Il Tribunale del Riesame di Salerno ha confermato nelle scorse settimane le misure cautelari nei confronti di Franco Alfieri, sindaco sospeso di Capaccio Paestum e presidente della Provincia di Salerno, e di altri indagati nell’ambito dell’inchiesta su presunti appalti truccati e corruzione. Ora sono state pubblicate le motivazioni della decisione.
Un sistema consolidato
Secondo i giudici del Riesame, le indagini hanno dimostrato l’esistenza di un “articolato e robusto sistema criminale” all’interno del quale gli indagati avrebbero agito in modo coordinato per favorire determinate imprese nell’aggiudicazione degli appalti.

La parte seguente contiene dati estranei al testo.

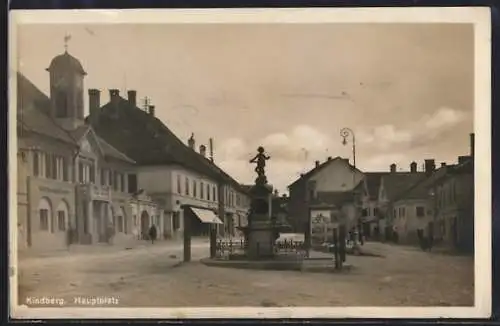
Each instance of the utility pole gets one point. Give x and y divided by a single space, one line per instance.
146 103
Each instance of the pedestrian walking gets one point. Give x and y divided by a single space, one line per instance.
152 233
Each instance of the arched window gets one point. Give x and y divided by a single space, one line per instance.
62 216
61 104
45 214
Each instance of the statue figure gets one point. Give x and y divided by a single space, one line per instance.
260 159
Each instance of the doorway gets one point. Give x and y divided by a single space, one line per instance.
144 225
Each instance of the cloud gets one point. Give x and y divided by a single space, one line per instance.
301 143
420 132
443 118
291 153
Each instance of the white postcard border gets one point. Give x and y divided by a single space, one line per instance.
478 16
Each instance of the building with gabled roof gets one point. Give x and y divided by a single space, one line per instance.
73 186
325 186
174 173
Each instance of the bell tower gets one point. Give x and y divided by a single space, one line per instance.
66 89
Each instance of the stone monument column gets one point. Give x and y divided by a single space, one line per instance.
260 228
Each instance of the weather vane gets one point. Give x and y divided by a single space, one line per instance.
67 37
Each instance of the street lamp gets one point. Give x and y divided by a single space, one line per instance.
344 133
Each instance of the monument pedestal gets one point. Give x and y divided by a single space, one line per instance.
260 240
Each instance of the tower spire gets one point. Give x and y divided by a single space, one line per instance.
67 37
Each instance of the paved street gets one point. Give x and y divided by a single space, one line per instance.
152 276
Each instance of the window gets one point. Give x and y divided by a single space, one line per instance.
80 172
112 181
132 183
116 181
59 168
122 183
36 165
92 173
44 219
48 167
120 223
65 169
61 220
179 184
176 221
61 104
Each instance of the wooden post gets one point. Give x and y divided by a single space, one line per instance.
342 238
187 234
213 240
336 248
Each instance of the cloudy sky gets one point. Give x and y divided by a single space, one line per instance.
405 90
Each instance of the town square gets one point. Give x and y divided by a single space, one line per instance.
194 169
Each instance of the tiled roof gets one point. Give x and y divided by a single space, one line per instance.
33 109
33 115
320 167
337 198
110 151
66 62
373 180
397 183
146 140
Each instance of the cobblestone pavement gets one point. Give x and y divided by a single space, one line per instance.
152 276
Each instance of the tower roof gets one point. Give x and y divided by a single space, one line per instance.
66 61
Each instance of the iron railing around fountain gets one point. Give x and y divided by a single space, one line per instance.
225 247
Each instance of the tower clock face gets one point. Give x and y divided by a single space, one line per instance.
78 82
62 82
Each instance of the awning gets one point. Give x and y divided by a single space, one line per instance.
206 216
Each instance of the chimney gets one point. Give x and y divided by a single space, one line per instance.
114 95
94 101
472 147
429 166
132 98
203 150
211 146
152 110
413 167
191 141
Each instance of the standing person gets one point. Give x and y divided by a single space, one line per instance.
152 233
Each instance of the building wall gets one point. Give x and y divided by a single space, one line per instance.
299 207
455 205
47 231
174 186
337 176
22 200
407 222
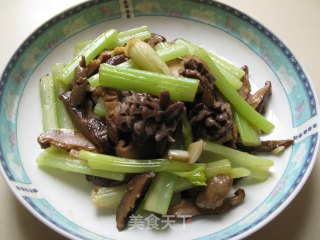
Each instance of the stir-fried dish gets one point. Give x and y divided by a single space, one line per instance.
164 127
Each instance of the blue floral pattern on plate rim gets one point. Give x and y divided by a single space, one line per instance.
304 110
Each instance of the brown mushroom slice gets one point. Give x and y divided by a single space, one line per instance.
215 192
188 207
66 139
267 146
90 127
137 187
79 84
260 99
106 182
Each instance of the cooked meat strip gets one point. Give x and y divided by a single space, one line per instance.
266 146
91 128
215 192
260 99
195 68
66 139
79 84
155 39
245 89
188 207
137 187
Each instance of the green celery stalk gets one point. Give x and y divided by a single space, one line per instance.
180 89
57 158
64 120
212 169
163 46
193 172
48 103
141 33
186 132
79 46
108 197
248 135
128 64
100 107
159 195
233 96
142 54
106 40
173 52
94 80
167 54
226 66
233 74
258 166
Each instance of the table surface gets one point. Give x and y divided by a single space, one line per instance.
296 22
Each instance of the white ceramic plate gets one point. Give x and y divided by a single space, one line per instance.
62 200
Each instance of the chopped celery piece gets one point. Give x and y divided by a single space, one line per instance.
58 158
194 172
64 120
186 132
141 33
180 88
108 197
248 135
128 64
216 167
142 54
168 54
100 107
163 46
94 80
212 169
233 96
233 74
173 52
258 166
159 195
48 104
79 46
106 40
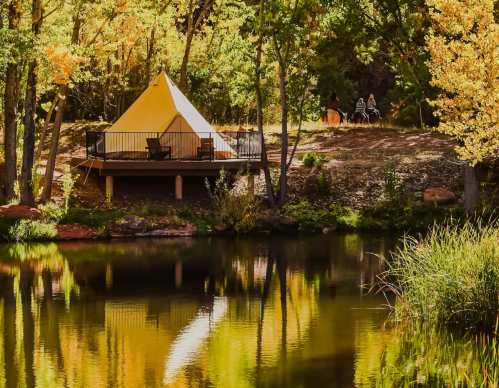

Le motivazioni della decisione
Le motivazioni della decisione sottolineano la “persistente e concorde volontà” degli indagati di mantenere i propri ruoli all’interno del sistema, nonostante le indagini in corso. In particolare, il fatto che Alfieri non abbia rassegnato le dimissioni da sindaco e presidente della Provincia è stato considerato un chiaro segnale della sua volontà di mantenere il controllo sulle attività illecite.
Le dichiarazioni di Alfieri
Durante l’interrogatorio di garanzia, Alfieri ha negato ogni accusa, sostenendo di essere vittima di un complotto. Tuttavia, il Tribunale del Riesame ha ritenuto le sue dichiarazioni poco credibili, sottolineando in particolare la sua ammissione di aver falsificato un documento per ottenere un finanziamento regionale.
Per Alfieri è stata disposta la misura degli arresti domiciliari, con il divieto di comunicare con l’esterno. Anche gli altri indagati sono stati sottoposti a misure cautelari,
Le indagini proseguono
Le indagini sull’affare Alfieri sono ancora in corso. La Procura di Salerno sta approfondendo il ruolo degli altri indagati e sta valutando l’esistenza di ulteriori episodi illeciti. In particolare il focus è puntato sugli appalti per Fondovalle Calore e Aversana. Per sette indagati ulteriore filone (oltre a Franco Alfieri anche lo staffista Andrea Campanile, il consigliere regionale Luca Cascone, il funzionario provinciale Michele Lizio, i funzionari del comune di Capaccio Paestum Giovanni Vito Bello e Federica Turi, l’imprenditore Nicola Aulisio), contestata anche l’associazione a delinquere.